Heritable pulmonary arterial hypertension (
HPAH) is a serious lung
vascular disease caused by heterozygous mutations in the
bone morphogenetic protein (BMP) pathway genes, BMPR2 and SMAD9. One noncanonical function of BMP signaling regulates biogenesis of a subset of
microRNAs. We have previously shown that this function is abrogated in patients with
HPAH, making it a highly sensitive readout of BMP pathway integrity.
Ataluren (
PTC124) is an
investigational drug that permits ribosomal readthrough of
premature stop codons, resulting in a full-length
protein. It exhibits oral bioavailability and limited toxicity in human trials. Here, we tested
ataluren in lung- or blood-derived cells from patients with
HPAH with
nonsense mutations in BMPR2 (n = 6) or SMAD9 (n = 1).
Ataluren significantly increased BMP-mediated
microRNA processing in six of the seven cases. Moreover, rescue was achieved even for mutations exhibiting significant nonsense-mediated mRNA decay.
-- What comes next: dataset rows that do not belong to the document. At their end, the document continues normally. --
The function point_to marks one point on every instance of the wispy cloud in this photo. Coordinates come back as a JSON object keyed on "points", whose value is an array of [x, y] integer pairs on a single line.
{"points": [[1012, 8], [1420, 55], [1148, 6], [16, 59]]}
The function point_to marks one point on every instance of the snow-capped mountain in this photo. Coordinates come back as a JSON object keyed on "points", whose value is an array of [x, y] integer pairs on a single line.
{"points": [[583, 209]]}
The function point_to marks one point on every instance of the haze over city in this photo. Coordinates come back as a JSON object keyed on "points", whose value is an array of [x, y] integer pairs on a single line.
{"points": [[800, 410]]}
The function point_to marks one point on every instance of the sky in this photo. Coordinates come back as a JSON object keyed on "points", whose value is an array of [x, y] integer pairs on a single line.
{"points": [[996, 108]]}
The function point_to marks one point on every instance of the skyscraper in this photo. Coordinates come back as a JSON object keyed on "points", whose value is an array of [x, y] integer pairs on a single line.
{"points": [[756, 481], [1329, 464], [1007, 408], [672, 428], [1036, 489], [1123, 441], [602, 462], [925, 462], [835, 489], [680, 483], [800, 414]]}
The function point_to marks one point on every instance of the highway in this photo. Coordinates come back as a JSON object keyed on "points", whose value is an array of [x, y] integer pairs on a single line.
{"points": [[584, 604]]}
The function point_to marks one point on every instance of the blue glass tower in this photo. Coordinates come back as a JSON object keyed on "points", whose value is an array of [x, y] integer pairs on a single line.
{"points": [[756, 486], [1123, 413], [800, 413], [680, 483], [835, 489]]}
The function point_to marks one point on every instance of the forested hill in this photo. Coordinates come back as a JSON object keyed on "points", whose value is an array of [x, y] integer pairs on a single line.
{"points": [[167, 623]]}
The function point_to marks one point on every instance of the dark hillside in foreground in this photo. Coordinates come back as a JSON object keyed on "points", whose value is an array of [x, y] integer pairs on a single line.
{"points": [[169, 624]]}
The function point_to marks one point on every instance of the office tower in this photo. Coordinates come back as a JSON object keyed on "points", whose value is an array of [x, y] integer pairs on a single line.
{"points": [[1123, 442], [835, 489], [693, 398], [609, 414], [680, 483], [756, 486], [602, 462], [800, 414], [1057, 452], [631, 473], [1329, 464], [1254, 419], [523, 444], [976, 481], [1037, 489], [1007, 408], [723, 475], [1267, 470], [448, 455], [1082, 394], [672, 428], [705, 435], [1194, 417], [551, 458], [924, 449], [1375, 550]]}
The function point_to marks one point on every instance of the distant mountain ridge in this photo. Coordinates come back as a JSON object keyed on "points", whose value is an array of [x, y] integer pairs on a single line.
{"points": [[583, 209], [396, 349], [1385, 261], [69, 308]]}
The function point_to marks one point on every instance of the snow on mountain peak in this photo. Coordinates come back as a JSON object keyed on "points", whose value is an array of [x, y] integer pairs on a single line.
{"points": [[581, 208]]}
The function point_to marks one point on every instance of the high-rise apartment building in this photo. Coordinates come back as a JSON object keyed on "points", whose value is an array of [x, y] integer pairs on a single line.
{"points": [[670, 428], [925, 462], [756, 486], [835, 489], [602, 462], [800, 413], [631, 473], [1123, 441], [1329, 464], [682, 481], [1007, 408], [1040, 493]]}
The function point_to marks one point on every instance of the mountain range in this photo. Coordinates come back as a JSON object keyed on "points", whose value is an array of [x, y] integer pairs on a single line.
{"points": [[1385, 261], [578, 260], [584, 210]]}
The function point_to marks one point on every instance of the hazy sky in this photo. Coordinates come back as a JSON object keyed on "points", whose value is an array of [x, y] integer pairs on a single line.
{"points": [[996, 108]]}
Response to
ataluren was dose dependent, and complete correction was achieved at therapeutic doses currently used in clinical trials for
cystic fibrosis.
BMP receptor (BMPR)-II
protein levels were normalized and
ligand-dependent phosphorylation of downstream target Smads was increased. Furthermore, the usually hyperproliferative phenotype of pulmonary artery endothelial and smooth muscle cells was reversed by
ataluren. These results indicate that
ataluren can effectively suppress a high proportion of BMPR2 and SMAD9
nonsense mutations and correct BMP signaling in vitro. Approximately 29% of all
HPAH mutations are nonsense point mutations. In light of this, we propose
ataluren as a potential new personalized
therapy for this significant subgroup of patients with PAH.